WASHINGTON - President-elect Barack Obama is grabbing the mantle of national leadership in unprecedented ways, creating what has emerged as a virtual parallel presidency just three weeks after his election.
Obama indicated this week that he felt he had no choice. During one of three nationally televised events on the economy in as many days, he said "extraordinary circumstances" had forced his hand.
His actions have drawn the attention of the public, the news media and financial markets, which appear to be responding at least as much to the decisions of the incoming administration as to the one still in power. Since Obama began to reveal the members of his economic team last week, the stock market has rallied by about 15 percent. The Dow Jones industrial average closed up a fourth day in a row Wednesday for the first time since May.
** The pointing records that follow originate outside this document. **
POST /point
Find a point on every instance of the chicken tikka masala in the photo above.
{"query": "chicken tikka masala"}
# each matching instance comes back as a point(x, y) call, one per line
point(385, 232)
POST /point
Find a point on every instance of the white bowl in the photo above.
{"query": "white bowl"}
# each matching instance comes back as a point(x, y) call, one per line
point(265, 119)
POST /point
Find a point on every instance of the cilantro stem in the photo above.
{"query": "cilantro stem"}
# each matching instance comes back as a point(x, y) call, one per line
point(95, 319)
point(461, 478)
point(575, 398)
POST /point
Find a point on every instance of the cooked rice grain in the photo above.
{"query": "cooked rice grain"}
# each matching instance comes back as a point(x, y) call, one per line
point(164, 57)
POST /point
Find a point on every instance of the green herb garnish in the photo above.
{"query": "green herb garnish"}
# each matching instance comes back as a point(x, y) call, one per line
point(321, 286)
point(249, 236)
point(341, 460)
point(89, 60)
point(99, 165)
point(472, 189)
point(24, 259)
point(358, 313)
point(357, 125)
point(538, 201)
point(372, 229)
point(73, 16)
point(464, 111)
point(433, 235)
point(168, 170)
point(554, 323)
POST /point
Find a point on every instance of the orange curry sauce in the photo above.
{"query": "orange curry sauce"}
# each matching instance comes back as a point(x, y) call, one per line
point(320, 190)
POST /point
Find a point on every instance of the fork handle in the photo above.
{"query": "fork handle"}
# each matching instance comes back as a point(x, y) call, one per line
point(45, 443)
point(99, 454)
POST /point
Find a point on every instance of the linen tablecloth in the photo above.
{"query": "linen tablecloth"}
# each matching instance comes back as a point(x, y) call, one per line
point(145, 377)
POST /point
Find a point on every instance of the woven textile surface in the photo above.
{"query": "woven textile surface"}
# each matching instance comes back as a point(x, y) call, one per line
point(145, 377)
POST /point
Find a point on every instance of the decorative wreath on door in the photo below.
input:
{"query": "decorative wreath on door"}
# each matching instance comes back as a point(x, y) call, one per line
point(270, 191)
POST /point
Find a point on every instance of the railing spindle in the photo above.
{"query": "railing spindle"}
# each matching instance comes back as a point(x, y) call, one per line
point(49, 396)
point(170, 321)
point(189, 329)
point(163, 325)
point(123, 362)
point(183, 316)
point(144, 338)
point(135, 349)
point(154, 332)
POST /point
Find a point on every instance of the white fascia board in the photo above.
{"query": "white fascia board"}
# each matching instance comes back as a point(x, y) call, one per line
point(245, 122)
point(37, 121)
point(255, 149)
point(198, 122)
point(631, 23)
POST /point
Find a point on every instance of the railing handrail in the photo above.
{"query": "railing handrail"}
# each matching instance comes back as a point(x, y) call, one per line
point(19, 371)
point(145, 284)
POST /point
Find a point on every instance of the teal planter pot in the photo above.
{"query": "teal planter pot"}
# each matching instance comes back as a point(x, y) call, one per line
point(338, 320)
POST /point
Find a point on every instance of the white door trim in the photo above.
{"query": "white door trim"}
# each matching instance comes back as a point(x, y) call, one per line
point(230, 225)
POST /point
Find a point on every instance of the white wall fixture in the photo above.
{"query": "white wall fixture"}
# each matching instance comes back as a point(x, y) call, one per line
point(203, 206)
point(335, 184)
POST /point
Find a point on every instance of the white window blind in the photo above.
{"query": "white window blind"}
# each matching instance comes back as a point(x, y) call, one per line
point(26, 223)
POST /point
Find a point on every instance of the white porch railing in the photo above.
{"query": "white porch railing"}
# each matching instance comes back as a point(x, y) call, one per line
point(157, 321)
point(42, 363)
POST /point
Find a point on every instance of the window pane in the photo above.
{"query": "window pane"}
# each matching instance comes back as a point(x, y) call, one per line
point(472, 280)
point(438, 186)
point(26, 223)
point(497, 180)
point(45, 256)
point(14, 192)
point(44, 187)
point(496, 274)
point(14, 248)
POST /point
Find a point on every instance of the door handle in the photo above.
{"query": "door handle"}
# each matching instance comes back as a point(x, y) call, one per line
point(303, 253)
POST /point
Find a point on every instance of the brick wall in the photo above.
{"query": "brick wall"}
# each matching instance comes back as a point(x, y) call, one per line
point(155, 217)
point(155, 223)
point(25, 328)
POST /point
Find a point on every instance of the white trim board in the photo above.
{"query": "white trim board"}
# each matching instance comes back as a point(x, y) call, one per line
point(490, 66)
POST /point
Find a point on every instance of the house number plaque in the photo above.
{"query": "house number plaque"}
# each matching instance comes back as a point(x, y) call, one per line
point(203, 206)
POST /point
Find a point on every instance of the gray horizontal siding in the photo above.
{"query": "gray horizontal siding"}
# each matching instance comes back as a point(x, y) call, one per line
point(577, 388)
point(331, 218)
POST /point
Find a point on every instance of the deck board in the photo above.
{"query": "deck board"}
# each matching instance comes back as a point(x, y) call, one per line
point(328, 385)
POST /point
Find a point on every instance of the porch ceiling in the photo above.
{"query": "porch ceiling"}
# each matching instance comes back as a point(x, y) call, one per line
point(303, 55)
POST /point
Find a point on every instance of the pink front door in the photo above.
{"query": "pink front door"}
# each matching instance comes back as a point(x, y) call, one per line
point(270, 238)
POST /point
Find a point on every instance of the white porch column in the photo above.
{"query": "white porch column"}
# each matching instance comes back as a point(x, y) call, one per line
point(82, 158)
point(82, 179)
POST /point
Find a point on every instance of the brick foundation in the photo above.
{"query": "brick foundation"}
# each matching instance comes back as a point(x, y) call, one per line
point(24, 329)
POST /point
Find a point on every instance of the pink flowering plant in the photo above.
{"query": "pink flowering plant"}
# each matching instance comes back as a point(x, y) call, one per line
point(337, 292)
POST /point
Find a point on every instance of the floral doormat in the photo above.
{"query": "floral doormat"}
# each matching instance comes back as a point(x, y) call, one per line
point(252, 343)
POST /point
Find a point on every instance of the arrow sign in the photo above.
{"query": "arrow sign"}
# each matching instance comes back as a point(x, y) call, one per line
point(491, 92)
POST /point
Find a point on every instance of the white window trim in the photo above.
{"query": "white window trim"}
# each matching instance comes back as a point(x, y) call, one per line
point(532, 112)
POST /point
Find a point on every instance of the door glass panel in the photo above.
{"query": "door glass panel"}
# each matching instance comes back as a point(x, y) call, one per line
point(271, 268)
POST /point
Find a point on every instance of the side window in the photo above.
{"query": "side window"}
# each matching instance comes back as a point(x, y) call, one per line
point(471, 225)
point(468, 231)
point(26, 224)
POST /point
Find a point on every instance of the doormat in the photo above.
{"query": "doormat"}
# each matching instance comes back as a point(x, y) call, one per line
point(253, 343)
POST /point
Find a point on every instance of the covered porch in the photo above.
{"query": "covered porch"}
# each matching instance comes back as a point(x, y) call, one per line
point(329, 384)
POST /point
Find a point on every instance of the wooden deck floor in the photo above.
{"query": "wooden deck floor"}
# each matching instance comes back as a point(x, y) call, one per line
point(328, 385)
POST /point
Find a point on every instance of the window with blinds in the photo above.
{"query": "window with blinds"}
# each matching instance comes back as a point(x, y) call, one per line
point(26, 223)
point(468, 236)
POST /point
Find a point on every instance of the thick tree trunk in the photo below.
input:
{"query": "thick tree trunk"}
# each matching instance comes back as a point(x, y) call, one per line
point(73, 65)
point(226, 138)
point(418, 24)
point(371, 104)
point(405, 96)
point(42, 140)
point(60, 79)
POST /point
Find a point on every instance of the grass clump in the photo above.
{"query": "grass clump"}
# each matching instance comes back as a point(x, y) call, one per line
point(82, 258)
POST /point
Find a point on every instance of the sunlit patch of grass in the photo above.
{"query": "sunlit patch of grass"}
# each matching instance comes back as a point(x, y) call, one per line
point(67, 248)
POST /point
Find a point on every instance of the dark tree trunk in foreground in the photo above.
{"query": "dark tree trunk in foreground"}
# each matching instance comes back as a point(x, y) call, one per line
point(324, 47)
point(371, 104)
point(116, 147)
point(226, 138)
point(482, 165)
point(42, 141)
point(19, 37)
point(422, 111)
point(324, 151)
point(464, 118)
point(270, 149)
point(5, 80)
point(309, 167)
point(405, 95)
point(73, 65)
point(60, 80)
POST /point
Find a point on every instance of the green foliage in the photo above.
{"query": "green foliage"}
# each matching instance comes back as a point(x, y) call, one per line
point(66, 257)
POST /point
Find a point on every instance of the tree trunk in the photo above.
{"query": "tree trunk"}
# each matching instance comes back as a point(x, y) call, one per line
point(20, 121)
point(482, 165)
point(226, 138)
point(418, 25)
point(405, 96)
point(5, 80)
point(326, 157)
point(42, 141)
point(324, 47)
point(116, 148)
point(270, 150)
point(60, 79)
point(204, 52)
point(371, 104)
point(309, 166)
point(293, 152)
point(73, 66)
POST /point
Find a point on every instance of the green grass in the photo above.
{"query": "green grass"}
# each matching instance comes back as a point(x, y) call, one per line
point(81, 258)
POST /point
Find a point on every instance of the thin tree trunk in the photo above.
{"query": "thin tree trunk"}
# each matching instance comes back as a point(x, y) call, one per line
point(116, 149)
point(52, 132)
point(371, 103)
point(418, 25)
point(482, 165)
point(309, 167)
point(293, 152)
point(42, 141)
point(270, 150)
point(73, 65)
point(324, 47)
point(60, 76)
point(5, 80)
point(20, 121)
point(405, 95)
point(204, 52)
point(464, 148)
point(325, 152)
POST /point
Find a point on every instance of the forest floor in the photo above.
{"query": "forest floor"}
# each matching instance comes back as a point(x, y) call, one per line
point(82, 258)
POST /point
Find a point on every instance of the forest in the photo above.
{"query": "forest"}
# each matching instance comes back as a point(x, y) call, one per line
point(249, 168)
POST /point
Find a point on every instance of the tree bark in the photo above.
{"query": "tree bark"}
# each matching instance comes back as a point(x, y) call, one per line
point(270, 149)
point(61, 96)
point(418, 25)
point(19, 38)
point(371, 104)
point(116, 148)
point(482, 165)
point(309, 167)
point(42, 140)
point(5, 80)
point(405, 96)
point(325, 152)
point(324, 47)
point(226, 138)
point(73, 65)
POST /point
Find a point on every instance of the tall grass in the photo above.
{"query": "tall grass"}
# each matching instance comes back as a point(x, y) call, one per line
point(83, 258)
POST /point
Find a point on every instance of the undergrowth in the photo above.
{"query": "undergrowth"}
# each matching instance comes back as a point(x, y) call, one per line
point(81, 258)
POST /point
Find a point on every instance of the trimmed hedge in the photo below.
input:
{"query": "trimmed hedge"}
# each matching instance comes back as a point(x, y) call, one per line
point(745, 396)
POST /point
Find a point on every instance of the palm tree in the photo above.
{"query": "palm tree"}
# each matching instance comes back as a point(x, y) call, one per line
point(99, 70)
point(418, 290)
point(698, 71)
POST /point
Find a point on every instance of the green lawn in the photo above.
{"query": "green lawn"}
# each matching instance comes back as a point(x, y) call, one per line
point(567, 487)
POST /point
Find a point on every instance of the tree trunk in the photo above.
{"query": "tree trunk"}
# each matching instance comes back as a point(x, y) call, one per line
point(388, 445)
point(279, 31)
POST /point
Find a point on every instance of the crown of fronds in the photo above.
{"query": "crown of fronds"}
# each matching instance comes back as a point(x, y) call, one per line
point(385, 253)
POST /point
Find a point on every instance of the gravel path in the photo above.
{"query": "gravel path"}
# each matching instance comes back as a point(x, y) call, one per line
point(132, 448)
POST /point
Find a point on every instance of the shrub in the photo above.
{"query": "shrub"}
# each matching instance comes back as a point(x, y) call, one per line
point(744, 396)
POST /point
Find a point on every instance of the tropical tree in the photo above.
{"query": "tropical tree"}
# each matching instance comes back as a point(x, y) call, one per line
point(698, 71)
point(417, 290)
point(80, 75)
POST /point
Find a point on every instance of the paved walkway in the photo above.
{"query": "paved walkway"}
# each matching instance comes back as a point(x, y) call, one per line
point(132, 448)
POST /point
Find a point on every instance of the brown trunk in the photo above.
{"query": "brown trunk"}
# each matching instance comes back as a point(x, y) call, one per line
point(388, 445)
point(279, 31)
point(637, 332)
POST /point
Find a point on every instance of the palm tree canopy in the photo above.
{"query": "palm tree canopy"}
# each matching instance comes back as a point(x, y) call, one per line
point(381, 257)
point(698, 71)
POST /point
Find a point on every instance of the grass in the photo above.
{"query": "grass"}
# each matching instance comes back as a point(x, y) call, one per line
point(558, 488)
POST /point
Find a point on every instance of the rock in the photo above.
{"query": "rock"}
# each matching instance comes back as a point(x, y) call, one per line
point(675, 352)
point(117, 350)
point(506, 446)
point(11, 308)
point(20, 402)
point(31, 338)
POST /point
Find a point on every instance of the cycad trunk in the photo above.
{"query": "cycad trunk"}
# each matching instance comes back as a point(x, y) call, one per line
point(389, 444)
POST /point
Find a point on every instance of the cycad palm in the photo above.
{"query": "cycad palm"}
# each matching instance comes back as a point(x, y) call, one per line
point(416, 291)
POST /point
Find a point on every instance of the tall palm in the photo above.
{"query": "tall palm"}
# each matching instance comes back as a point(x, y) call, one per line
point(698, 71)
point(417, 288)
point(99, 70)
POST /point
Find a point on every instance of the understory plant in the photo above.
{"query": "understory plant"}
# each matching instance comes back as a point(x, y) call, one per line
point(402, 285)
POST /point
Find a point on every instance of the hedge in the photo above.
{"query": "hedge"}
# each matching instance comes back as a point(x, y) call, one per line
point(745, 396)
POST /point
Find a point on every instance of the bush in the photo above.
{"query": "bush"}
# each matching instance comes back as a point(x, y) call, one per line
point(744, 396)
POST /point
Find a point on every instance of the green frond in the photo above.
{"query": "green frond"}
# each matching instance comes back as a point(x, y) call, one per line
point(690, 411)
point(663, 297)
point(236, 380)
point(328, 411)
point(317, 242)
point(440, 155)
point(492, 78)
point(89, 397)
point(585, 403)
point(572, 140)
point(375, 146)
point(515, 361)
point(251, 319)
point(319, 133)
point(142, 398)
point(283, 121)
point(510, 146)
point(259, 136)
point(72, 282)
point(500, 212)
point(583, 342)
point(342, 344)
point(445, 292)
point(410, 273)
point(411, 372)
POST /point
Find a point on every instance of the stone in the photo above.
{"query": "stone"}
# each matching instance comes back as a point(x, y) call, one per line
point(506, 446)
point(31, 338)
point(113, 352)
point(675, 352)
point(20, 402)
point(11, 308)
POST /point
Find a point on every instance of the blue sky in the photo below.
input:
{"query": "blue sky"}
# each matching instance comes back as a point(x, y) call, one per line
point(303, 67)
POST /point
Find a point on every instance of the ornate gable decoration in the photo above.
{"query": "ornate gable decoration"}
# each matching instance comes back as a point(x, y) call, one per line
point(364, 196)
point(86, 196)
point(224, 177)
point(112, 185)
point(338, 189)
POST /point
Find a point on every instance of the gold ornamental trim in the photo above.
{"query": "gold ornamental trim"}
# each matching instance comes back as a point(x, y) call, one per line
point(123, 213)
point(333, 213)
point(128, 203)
Obama is attempting to reassure a country struggling with the worst economic downturn in decades that "we don't intend to stumble into the next administration," he said.
"People should understand that help is on the way," he said Wednesday in announcing the creation of an Economic Recovery Advisory Board to be led by former Federal Reserve Chairman Paul A. Volcker.
Since late last week, Obama's statements and public appearances have been designed to fill a leadership vacuum and generate public confidence in his abilities as a crisis manager. The moves represent an abrupt shift from a hands-off approach he had announced two weeks earlier.
"It's rather like George Bush has checked out, and if Obama doesn't take more drastic action than he originally promised, he gets blamed for whatever happens," said Paul Light, a New York University professor who specializes in presidential transitions.
New presidents "have tried to stay away from the outgoing administration's policies as much as possible," Light added. "They want to start with a clean slate, and Obama is clearly not starting with a clean slate."
Obama's early focus on the economy, the most difficult issue he is likely to face when he takes office, comes with an unusual twist.
His Treasury secretary-designate, Timothy Geithner, is also a high-level player in the Bush administration's financial-rescue deliberations, as president of the Federal Reserve Bank of New York. That gives the incoming administration a rare opportunity to participate directly in the current government's decisions.